The letter, signed by Warren and five other Democratic senators—Sens. Mazie Hirono (D-Hawaii), Tina Smith (D-Minn.), Richard Blumenthal (D-Conn.), Bob Menendez (D-N.J.), and Cory Booker (D-N.J.)—listed seven demands for clarification to be answered by March 14.

These demands included information about whether Walgreens was going to complete the certification process under the U.S. Food and Drug Administration (FDA) to dispense the abortion pill and, if so, where the company will dispense it.

The senators also demanded to know when the company made its recent policy regarding the drug’s distribution, who it consulted with to make the policy, who gave approval for the policy, and what the policy will look like moving forward.

On March 6, Walgreens, in a response to the Feb. 1 letter signed by the 20 Republican attorneys general, released a statement clarifying its position regarding seeking FDA certification and distributing the abortion pill (or mifepristone).

“We want to be very clear about what our position has always been: Walgreens plans to dispense Mifepristone in any jurisdiction where it is legally permissible to do so. Once we are certified by the FDA, we will dispense this medication consistent with federal and state laws,” the company wrote.

But that clarification wasn’t good enough for many Democratic-led states. Instead, it incited criticism and backlash, ranging from calls pressuring Walgreens to rescind its recent decision to an all-out boycott of the pharmacy chain.

On March 3, Democratic Illinois Gov. J.B. Pritzker met with and urged the senior team at the company, which is headquartered in Deerfield, Illinois, to rethink its policy.

The meeting came a day after the governor called Walgreens an “awful corporation” for denying “women across the nation ... the right to access healthcare they are legally entitled to.”

Pritzker recounted details of his conversation with the pharmacy giant on CBS’s “Face the Nation” on March 5.

“On a broader scale, we should just recognize that these pharmacies need to protect women’s health. That is the business that they should be in,” he said. “And so in states where it’s legal to have an abortion and legal to sell an abortion pill, they should still be doing it, and I’ve told them that.”
Democratic California Gov. Gavin Newson, in a Twitter post on Monday, said, “California won’t be doing business with @walgreens—or any company that cowers to the extremists and puts women’s lives at risk. We’re done.”
Walgreens is currently in the process of seeking certification under the FDA and has not yet dispensed the abortion pill in any of its locations or through the mail, the company emphasized in its Feb. 6 response letter to the Republican attorneys general.
“What we’re talking about hasn’t even happened,” Alina Salganicoff, a senior vice president and the director of Women’s Health Policy at Kaiser Family Foundation, told Yahoo Finance. “This is more about how will this affect access in the future.”
According to the Guttmacher Institute (GI), the independent research arm of Planned Parenthood, in 2022 the abortion pill accounted for 54 percent of all U.S. abortions.

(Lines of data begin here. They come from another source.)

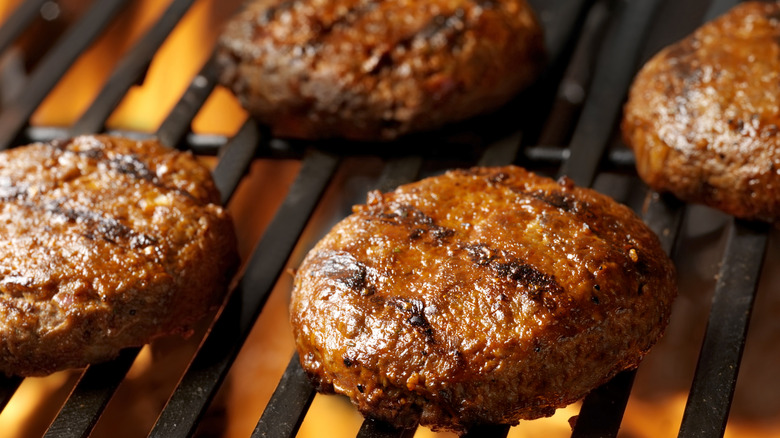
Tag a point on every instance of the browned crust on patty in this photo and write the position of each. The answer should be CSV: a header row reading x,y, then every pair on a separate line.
x,y
106,243
486,295
702,115
373,69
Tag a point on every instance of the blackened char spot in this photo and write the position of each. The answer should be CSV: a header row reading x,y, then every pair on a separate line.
x,y
270,14
417,318
558,200
447,25
480,253
130,165
419,224
98,226
343,268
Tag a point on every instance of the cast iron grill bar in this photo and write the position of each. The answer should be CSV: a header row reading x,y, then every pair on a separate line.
x,y
278,417
8,387
129,70
235,158
177,124
90,396
219,349
709,400
378,429
288,405
603,408
612,76
53,66
18,21
576,80
98,383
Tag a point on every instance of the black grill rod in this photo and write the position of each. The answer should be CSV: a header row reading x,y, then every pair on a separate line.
x,y
602,410
8,386
503,152
18,21
129,70
53,66
572,90
718,8
285,411
90,396
560,20
220,348
291,399
98,383
614,71
706,412
175,127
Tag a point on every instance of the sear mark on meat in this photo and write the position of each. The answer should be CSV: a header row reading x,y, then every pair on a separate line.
x,y
343,268
537,285
419,224
417,319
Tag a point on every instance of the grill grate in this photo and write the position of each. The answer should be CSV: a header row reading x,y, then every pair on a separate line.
x,y
596,47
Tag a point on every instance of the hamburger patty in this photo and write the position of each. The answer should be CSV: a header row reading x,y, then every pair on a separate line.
x,y
702,115
106,243
486,295
371,69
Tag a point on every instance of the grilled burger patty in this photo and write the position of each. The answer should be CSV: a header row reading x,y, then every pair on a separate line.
x,y
702,116
106,243
372,69
487,295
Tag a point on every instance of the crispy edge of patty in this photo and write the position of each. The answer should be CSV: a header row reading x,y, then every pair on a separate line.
x,y
328,72
59,313
334,303
700,115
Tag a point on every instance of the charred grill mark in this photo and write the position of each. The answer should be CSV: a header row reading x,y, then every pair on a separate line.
x,y
130,165
480,253
417,318
448,26
419,224
272,12
126,164
557,200
343,268
539,286
350,16
99,226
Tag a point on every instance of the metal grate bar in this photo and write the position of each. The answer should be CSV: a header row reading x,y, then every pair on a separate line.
x,y
602,410
8,387
54,65
15,25
378,429
221,346
90,396
97,385
560,20
234,160
577,77
709,401
176,125
612,77
285,411
132,66
719,7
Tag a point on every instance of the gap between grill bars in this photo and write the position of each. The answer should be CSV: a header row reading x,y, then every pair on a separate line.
x,y
601,60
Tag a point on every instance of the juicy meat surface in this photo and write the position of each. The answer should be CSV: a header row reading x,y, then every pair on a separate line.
x,y
486,295
703,115
106,243
374,69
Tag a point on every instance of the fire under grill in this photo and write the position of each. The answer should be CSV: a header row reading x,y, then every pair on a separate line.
x,y
565,124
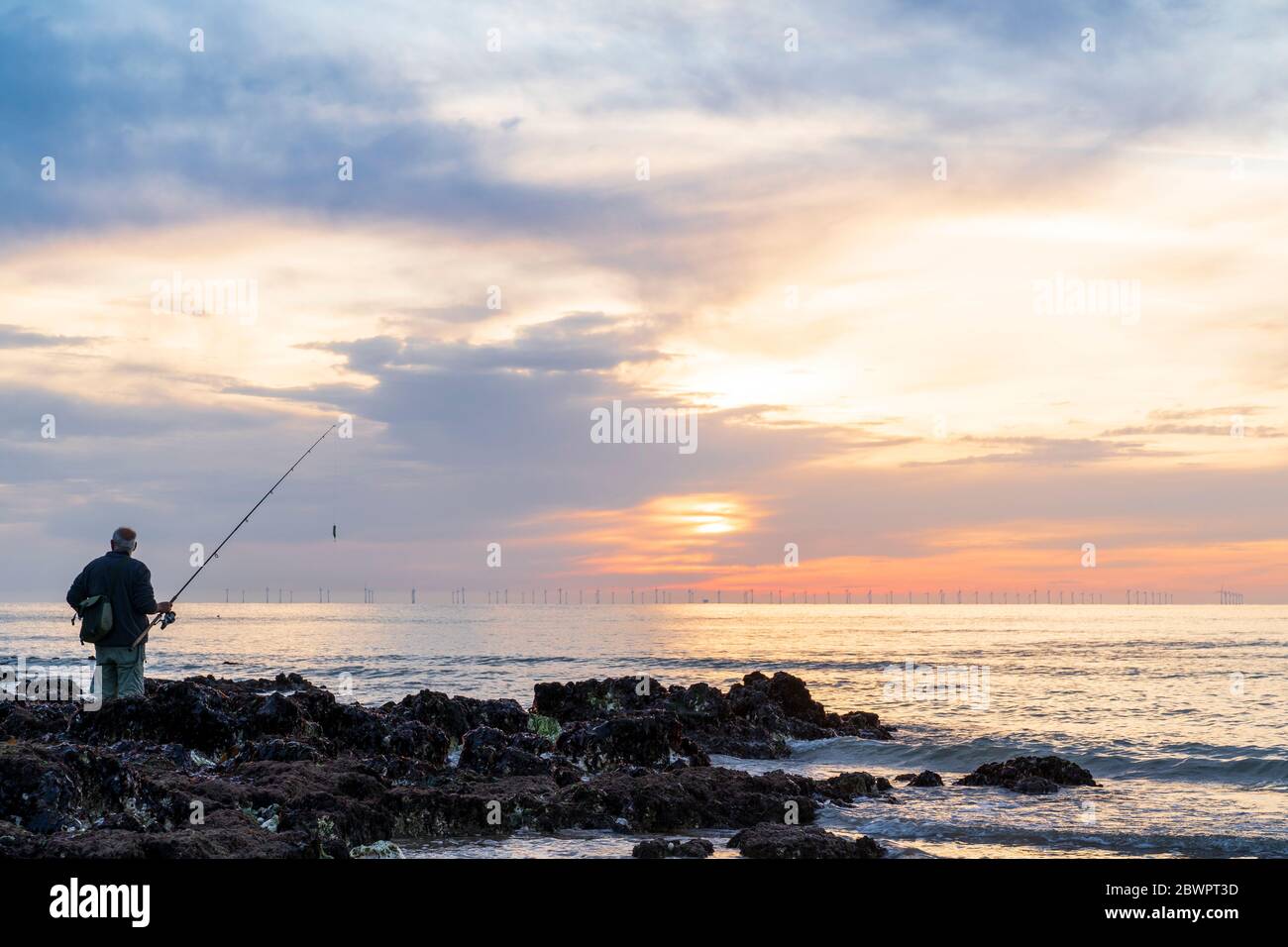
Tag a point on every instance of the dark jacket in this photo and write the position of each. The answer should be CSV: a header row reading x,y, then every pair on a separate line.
x,y
132,602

The FDA first approved mifepristone in 2000 for medical abortion through seven weeks of pregnancy. In 2016, that timeframe was extended to 10 weeks, but GI states that in some cases, the drug can be used “safely off label” for pregnancies after 10 weeks.

Mifepristone is a drug that blocks the hormone progesterone, which is needed for a pregnancy to continue. It is followed by a second drug, misoprostol, between 24 and 48 hours later, causing the uterus to contract and expel the fetus. Together, the drugs make up what is known as “the abortion pill.”